I don't want to bore you but I'm sure you'd like a quick update on my insomnia. It came to a head on Friday when that feeling off wanting to weep made me actually cry. I spoke to my GP who prescribed me some pills as a temporary patch, he suggested I try the app Sleepio which is a 6 week sleep programme and he sign-posted me to psychology. The meds do help me sleep but also make me feel pretty groggy and 'drugged'. The app, I think will be helpful, at the moment I'm just logging my sleep daily (though this figure is artificial due to the meds). I've contacted psychology but nothing happened with that yet. Obviously a waiting list and I'm not convinced it will help, only because I don't believe anxiety is my problem here. Fingers crossed things improve. 

At work things have been difficult. Having to concentrate when feeling so thick-headed is tricky. My boss has been great, giving me time to get to a quieter place and doing jobs that need less brain function.
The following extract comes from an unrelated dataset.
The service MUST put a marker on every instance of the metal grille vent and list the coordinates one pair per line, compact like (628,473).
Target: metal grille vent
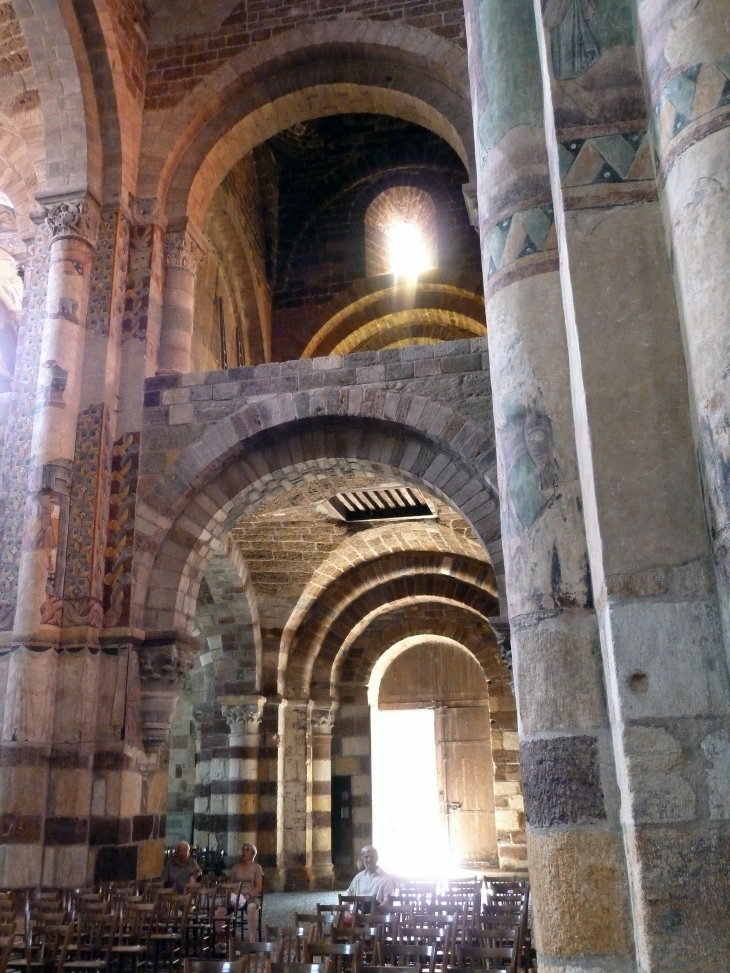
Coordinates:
(383,503)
I'm blessed. 

Now, I feel it's also my job to tell you how annoying my husband can be. (Don't worry, if he wrote a blog it would be full of how annoying I am - but he doesn't and I do.) I don't generally share annoyances about other people (I'm not that rude... Usually). And think about it, everyone in your life annoys you sometimes, don't they? I love my family, including my big sister. Now this annoyance really made me laugh, and if you know my big sister I'm sure you'll agree too (can you tell I'm nervous? Lol). She's a diabetic nurse and therefore an encyclopedia about sugar and carbs. And she lives by her word. The other day I was shopping for Ribena (love it hot) and asked her whether full sugar or sugar free was best. She came back with "fizzy water with berries?" No! No! And No! Ha ha I mean she's absolutely right, but no! 

Mark might annoy me but I've really missed him this last 2 weeks and I can't wait for him to come home tomorrow. It was his birthday Wednesday (he's always away snowboarding on his birthday) so we're having a nice night away to celebrate. I won't be having my sleeping pill that night as they are taken sans alcohol, and a glass or two of something will be had. Whoop whoop. 

Have a great week and I'll see you next Friday.

It's not about making right decisions. It's about making decisions right.